GAR: Automating Entire OS Builds

by Nick Moffitt

I'm a member of the LNX-BBC Project. The LNX-BBC is a business card-sized CD-ROM containing a miniature distribution of GNU/Linux. In order to fit everything we wanted on the roughly 50MB volume, we had to build every single piece of software from scratch and weed out unnecessary files.

The first few LNX-BBC releases were done entirely by hand, pulling precompiled binaries from existing distributions and hand compiling some 200 software packages. While ultimately successful, it made the process of upgrading individual packages difficult. It was also impossible to keep our work in any sort of revision-control system.

User requests for source code revealed another problem with our development process. We had written some scripts to automate the creation of the compressed loopback filesystem and the El-Torito bootable ISO image, but the really difficult work was the compilation and installation of all the packages. We had no way of giving people a single tarball for building a BBC from scratch.

What we needed was a system for automating the compilation and installation of all of the third-party software. It needed to allow us to store our customizations in CVS and provide a simple mechanism for end users to build their own LNX-BBC ISO images.

Enter BSD Ports

These requirements had been noticed and met before. In 1994, Jordan Hubbard began work on the BSD Ports system. The FreeBSD operating system includes a great many programs and utilities, but it is not complete without a number of third-party programs. The BSD Ports system manages the compilation and installation of third-party software that has been ported to BSD.

Often when one asks for help with FreeBSD, an expert may answer by saying ``Just use ports!'' and listing the following commands:

cd /usr/ports/<category>/<package>
make install

to suggest that the user needs to install a particular software package. This is similar to the way many Debian experts will tell people to apt-get install <package>. It's a simple way for a user to install software and related dependencies.
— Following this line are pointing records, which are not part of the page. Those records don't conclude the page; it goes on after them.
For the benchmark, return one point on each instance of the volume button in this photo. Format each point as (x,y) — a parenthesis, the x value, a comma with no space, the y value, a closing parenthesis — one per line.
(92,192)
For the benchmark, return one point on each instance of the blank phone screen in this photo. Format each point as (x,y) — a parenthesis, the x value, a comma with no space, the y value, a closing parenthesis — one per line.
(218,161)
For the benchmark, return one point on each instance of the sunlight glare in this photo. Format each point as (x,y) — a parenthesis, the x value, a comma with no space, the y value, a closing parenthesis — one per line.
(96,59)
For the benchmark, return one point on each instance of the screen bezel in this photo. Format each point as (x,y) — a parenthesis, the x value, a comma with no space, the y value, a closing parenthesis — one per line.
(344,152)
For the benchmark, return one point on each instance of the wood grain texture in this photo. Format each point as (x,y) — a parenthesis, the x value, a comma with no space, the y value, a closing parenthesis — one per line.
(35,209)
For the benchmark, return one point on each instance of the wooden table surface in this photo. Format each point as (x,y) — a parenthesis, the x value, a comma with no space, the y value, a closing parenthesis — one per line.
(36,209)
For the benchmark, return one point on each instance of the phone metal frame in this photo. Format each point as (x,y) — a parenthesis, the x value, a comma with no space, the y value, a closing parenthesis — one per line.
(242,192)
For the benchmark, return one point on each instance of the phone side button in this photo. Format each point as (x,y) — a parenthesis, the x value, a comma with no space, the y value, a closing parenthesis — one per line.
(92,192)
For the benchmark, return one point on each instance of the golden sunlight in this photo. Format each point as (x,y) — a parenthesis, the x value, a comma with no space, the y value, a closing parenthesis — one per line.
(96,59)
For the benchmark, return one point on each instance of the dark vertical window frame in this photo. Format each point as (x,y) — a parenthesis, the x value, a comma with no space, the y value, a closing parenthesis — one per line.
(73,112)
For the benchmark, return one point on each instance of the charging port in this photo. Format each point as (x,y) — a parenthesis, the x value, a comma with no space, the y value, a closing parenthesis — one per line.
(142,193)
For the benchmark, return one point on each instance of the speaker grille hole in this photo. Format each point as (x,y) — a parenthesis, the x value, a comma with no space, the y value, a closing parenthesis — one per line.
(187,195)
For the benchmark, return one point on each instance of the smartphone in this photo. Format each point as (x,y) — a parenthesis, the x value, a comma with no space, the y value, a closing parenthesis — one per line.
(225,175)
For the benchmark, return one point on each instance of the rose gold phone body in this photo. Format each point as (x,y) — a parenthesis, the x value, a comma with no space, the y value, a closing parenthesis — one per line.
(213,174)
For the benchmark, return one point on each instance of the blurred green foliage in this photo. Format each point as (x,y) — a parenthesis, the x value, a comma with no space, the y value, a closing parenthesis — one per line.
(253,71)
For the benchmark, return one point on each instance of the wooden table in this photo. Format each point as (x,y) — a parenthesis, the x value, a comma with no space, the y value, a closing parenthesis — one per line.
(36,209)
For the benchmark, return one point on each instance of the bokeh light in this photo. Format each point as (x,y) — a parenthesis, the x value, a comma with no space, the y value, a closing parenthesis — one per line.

The Ports system is written entirely in pmake, the version of the make utility that comes with BSD. The choice to use make is both an obvious and a novel one. Make can be thought of as a language designed to automate software compilation and has many facilities for expressing build dependencies and rule-based build actions.

On the other hand, make has very limited flow control and lacks many features traditionally found in procedural programming languages. It can be rather unwieldy when used to build large projects.

As of the time of this writing, the core Ports runtime for FreeBSD has undergone 400 revisions since 1994. You can see all of the revisions and their changelog entries at http://www.freebsd.org/cgi/cvsweb.cgi/ports/Mk/bsd.port.mk. The collection of software currently contains nearly 4,000 packages.

The Gmake Autobuild Runtime

I had made the mistake, in 1998, of making a fuss about the GNU system needing something like Ports. I made claims about how much more elegant Ports would be if written in GNU make and spent a lot of time reading the FSF's make book and the NetBSD Ports source code. It wasn't until an LNX-BBC meeting in 2001 that someone called my bluff, and I actually had to sit down and write the thing.

GAR ostensibly stands for the Gmake Autobuild Runtime because it's a library of Makefile rules that provide Ports-like functionality to individual packages. (It's actually just named GAR because that's my favorite interjection: ``Gar!'')

From the user's perspective, the GAR system may well be a tree of carefully maintained source code, ready to compile. The reality is that the system is just a tree of directories containing Makefiles, and the only thing that's stored in the GAR system itself is the information necessary to perform the steps a user would take in compiling and installing software.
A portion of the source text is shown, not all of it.